LESLIE: Alright. Now we’ve got William from Texas on the line with a question about cigarette smell.
William, welcome to The Money Pit. What can we help you with today?
WILLIAM: Well, my daughter bought a house. And the person that she bought the house from smokes cigarettes. And the house – when you walk – as soon as you walk in the door, the cigarette smell hits you. And it was basically throughout the house. And we’re in the process of trying to figure out how we’re going to get all that smell out, short of ripping the walls out.
TOM: Does the house have carpet?
WILLIAM: Yes.
TOM: Then it’s probably got to go.
WILLIAM: OK.
TOM: I mean you can try steam-cleaning it to get rid of the cigarette smell but it gets into the padding and everything else. The least you have to do is steam-clean it.
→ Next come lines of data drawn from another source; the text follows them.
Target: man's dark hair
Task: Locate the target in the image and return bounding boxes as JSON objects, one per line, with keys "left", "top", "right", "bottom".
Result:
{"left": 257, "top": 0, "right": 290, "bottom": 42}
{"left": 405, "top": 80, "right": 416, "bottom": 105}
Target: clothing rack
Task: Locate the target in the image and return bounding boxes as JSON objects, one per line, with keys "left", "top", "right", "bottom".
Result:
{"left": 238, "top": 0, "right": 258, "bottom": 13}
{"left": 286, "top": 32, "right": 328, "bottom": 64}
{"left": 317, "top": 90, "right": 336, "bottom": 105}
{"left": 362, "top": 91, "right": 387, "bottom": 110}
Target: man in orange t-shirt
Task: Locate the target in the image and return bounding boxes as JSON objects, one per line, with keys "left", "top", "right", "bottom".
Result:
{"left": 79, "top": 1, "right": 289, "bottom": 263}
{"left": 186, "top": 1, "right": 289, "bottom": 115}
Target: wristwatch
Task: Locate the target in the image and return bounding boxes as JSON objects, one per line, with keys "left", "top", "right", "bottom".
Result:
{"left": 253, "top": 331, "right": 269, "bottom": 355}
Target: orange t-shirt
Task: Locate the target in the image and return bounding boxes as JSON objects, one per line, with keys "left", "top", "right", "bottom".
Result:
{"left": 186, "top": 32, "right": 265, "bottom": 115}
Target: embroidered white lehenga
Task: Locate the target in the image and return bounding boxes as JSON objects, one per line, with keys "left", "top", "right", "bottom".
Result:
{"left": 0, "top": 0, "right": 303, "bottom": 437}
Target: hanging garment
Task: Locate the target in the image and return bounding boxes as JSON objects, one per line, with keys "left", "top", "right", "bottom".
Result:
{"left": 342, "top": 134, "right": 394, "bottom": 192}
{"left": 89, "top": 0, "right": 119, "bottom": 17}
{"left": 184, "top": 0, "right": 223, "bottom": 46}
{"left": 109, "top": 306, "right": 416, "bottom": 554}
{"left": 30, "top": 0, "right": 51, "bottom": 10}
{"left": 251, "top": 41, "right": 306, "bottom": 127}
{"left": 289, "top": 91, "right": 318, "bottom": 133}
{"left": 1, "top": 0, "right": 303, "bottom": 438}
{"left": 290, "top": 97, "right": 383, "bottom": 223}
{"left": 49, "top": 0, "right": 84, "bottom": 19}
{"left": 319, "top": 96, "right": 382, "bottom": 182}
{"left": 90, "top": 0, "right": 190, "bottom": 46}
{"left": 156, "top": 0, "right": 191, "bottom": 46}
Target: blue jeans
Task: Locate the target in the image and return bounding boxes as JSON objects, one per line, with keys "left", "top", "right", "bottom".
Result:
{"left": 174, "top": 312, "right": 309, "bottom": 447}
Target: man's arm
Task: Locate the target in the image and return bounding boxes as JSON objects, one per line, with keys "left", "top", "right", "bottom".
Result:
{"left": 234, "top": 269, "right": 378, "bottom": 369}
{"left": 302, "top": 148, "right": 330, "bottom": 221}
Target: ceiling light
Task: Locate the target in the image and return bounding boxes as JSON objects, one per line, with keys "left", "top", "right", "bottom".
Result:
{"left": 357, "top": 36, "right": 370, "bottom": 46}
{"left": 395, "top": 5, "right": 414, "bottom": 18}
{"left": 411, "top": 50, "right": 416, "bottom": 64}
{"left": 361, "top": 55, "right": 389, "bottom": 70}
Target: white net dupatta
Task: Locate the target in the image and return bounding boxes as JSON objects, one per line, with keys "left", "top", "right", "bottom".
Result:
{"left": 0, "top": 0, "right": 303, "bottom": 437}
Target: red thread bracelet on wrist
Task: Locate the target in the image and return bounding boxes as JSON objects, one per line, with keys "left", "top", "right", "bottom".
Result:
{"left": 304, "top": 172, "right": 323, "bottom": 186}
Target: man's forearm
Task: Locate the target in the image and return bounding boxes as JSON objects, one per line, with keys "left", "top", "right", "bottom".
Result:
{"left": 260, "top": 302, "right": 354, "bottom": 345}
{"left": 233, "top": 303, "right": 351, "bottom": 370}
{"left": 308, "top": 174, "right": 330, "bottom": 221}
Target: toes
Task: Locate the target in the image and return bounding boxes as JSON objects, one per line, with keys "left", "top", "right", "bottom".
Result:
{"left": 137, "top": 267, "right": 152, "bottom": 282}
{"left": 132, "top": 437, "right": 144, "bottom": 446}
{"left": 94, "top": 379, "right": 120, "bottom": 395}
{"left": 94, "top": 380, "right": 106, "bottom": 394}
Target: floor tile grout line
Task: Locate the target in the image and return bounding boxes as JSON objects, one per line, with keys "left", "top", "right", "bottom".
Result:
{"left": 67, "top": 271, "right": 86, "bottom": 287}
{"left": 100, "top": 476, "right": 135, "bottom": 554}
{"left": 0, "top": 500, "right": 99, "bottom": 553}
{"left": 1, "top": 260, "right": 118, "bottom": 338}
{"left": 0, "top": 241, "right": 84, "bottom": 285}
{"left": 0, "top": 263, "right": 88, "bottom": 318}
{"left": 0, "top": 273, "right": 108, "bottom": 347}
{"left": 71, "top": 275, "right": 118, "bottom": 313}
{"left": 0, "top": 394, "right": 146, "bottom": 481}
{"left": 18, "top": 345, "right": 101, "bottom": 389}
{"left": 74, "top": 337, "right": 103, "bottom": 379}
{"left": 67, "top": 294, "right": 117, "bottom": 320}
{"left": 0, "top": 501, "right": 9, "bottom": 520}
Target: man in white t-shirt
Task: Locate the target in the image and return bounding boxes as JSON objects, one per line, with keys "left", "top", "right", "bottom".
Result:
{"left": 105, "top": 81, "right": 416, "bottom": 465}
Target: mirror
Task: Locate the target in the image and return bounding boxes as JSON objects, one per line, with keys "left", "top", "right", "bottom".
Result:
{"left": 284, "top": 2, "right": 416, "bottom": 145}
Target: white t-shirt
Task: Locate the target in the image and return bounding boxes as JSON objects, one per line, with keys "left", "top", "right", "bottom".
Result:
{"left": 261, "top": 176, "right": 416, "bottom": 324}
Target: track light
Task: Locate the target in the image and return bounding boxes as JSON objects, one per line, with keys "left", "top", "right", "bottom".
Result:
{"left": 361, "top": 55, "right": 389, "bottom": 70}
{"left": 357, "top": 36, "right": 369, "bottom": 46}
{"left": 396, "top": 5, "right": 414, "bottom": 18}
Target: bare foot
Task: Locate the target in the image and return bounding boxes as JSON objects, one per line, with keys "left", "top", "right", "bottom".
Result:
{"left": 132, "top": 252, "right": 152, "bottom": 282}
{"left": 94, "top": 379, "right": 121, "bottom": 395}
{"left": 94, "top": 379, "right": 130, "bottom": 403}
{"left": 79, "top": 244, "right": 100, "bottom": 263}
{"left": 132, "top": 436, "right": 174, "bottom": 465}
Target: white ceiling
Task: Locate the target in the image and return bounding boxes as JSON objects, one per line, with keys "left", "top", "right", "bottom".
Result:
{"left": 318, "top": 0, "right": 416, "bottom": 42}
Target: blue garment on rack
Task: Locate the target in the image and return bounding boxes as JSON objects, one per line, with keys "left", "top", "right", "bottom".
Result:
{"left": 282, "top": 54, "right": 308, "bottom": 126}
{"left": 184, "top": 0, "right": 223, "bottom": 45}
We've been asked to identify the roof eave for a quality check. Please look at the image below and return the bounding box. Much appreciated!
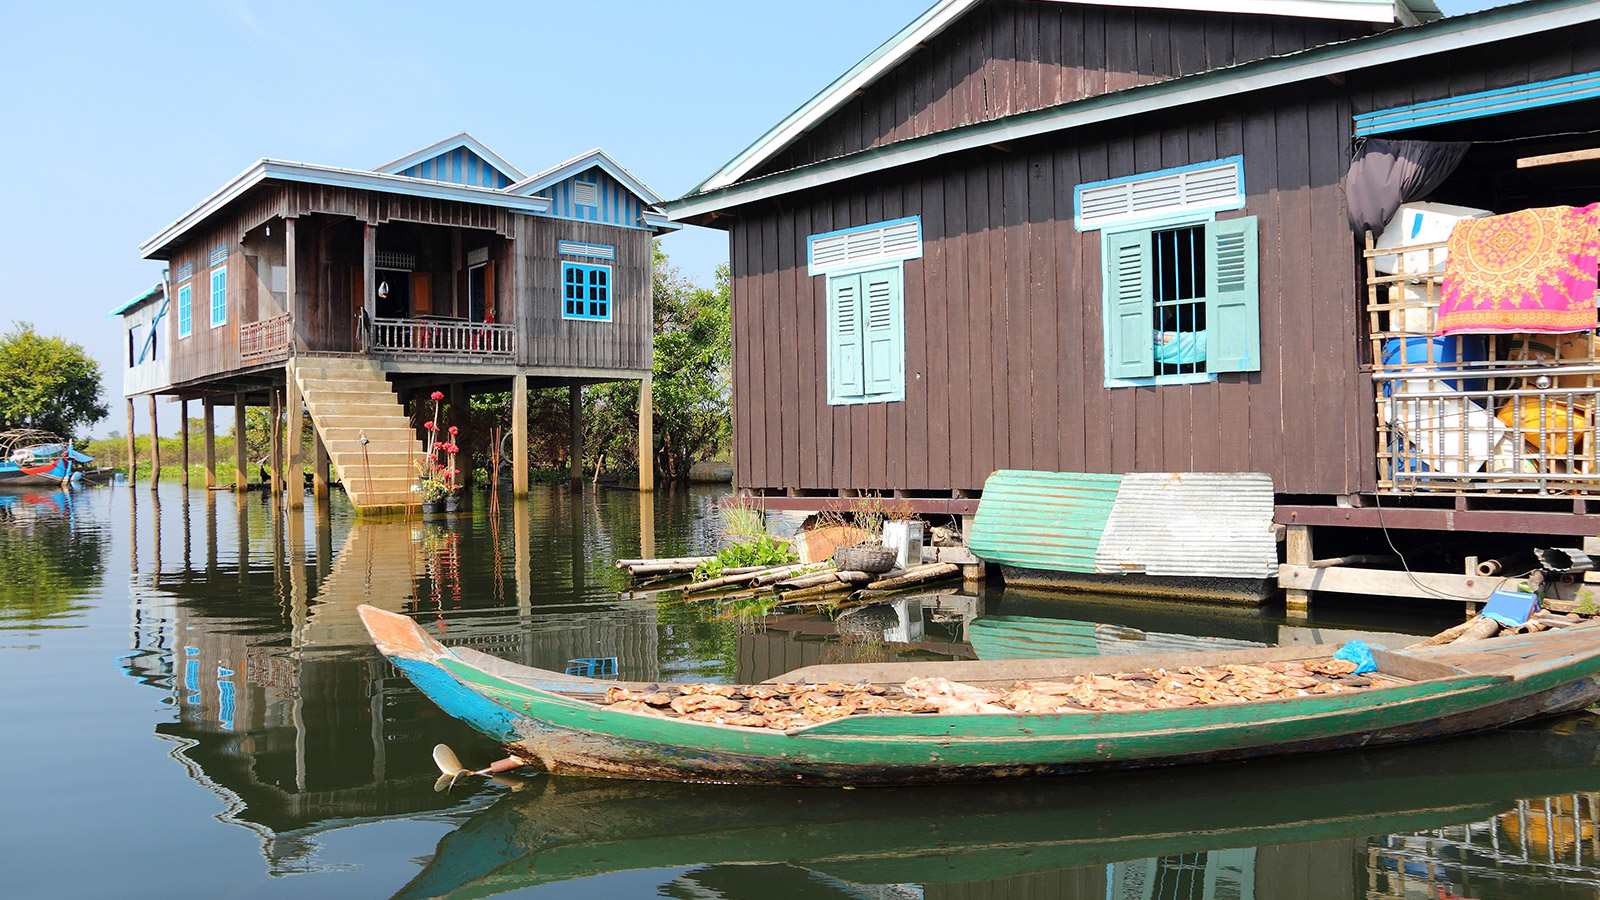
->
[666,0,1592,222]
[508,148,668,207]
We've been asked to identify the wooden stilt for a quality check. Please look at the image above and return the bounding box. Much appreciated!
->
[569,383,584,489]
[126,397,137,486]
[233,391,248,492]
[1285,524,1313,617]
[638,376,654,493]
[451,382,471,490]
[148,394,160,490]
[286,369,303,509]
[269,389,283,498]
[512,374,528,497]
[179,399,190,487]
[203,398,216,489]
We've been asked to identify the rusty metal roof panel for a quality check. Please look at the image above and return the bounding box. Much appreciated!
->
[1094,472,1278,579]
[968,470,1124,574]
You can steam clean any upholstery left from the previous owners – not just the carpets. But what you want to do on the walls is you want to paint the walls with a really good primer. And so an oil-based primer or an alkyd-based primer will seal in that odor.
Clean the walls well, use a TSP – trisodium phosphate – to wash them down and then prime the walls. If you don’t prime the walls, the cigarette smell will basically permeate right through the new paint. But if you clean them and you prime them well, that will do a – go a long way towards getting rid of a lot of that odor. That plus removing the carpet or at least steam-cleaning the carpet are the two most important things to do.
LESLIE: Yeah. And you know what? If you do end up removing the carpet, make sure they remove the padding, as well. And if it’s a wood subfloor, you want to paint it again with that same odor-blocking primer because that will do a lot to help with that, as well. And I don’t know if you’ve held on to any of the draperies or any other soft goods from the previous owners. Just get rid of them or really have them cleaned well.
WILLIAM: OK. That will work. I appreciate your answer.